Calculate the residual stresses in the bars and the residual displacement of the $C$ point when the $P$ force is removed

Consider the rigid bar $$ABC$$ linked to two bars, $$AD$$ and $$BF$$, as shown in the figure. All bars are made of mild steel which is admitted to be an elastoplastic material ($$E$$ = 210 GPa, $$\sigma_Y$$ = 250 MPa) but the bar $$AD$$ has a uniform and rectangular cross section of 20 mm $$\times$$ 6 mm while the $$BF$$ bar consists of two sections, $$BE$$ and $$EF$$, with section area respectively equal to $$A_ {BE} = 1200$$ mm $$^ 2$$ and $$A_ {EF} = 2400$$ mm $$^ 2$$. The strength of the $$P$$ force applied in $$C$$ is gradually increased until the displacement of the $$C$$ point reaches 2.5 mm.

Calculate the residual stresses in the bars and the residual displacement of the $$C$$ point when the $$P$$ force is removed.

The resolution says:

Now consider the extreme case where the $$C$$ point offset is increased to 2.5 mm.
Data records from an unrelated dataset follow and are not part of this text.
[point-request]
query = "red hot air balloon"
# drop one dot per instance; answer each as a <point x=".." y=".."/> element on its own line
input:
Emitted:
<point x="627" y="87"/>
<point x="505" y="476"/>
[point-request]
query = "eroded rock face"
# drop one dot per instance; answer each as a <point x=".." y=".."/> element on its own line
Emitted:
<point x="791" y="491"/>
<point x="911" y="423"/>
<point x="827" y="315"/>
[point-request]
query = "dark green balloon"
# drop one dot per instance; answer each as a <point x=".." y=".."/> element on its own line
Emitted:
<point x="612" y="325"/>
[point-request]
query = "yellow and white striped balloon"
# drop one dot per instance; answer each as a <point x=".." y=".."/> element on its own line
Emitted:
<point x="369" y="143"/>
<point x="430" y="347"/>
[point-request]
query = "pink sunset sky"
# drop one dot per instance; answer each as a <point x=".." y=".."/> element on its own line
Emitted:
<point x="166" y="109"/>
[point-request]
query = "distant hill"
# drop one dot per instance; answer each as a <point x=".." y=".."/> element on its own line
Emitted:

What will happen to the displacements and forces at the other points of interest on the rigid bar $$ABC$$?

Since the maximum force $$P$$ does not change during the path $$\delta_C in [1.206 \ , ~ 2.5]$$ mm the forces on the bars $$AD$$ and $$BF$$ do not change:

$$$$\begin{cases} F_{BF} &= P + F_{AD} = \left(\displaystyle\frac{L_{BC}}{L_{AB}} + 1\right) P \\ F_{AD} &= \left(\displaystyle\frac{L_{BC}}{L_{AB}}\right) P \end{cases}$$$$

In this case, the displacement of the point $$B$$ remains fixed ($$F_ {BF}$$ constant) and the geometric rotation of the mechanism occurs around $$B$$. At constant force, there will be a continuous increment of variation in the length of the bar $$AD$$ being the total displacement value in $$\delta_A ^ t$$ (for $$\delta_ {C_p} =$$ 2.5 mm) given by:

\begin{aligned} \frac{\delta_A^t+\delta_B}{L_{AB}} = \frac{\delta_A^t+\delta_{C_p}}{L_{AC}} \end{aligned} \quad\Leftrightarrow\quad \begin{aligned} \delta_A^t = \frac{\delta_{C_p}L_{AB} - \delta_BL_{AC} }{L_{AC}-L_{AB}} \end{aligned}

deltaA tot = 1.6983 mm

I can't understand how they calculated deltaA tot ? I also tried to use the relationship $$\frac{\delta}{L}$$ but i'm not getting it.

Could someone explain it to me?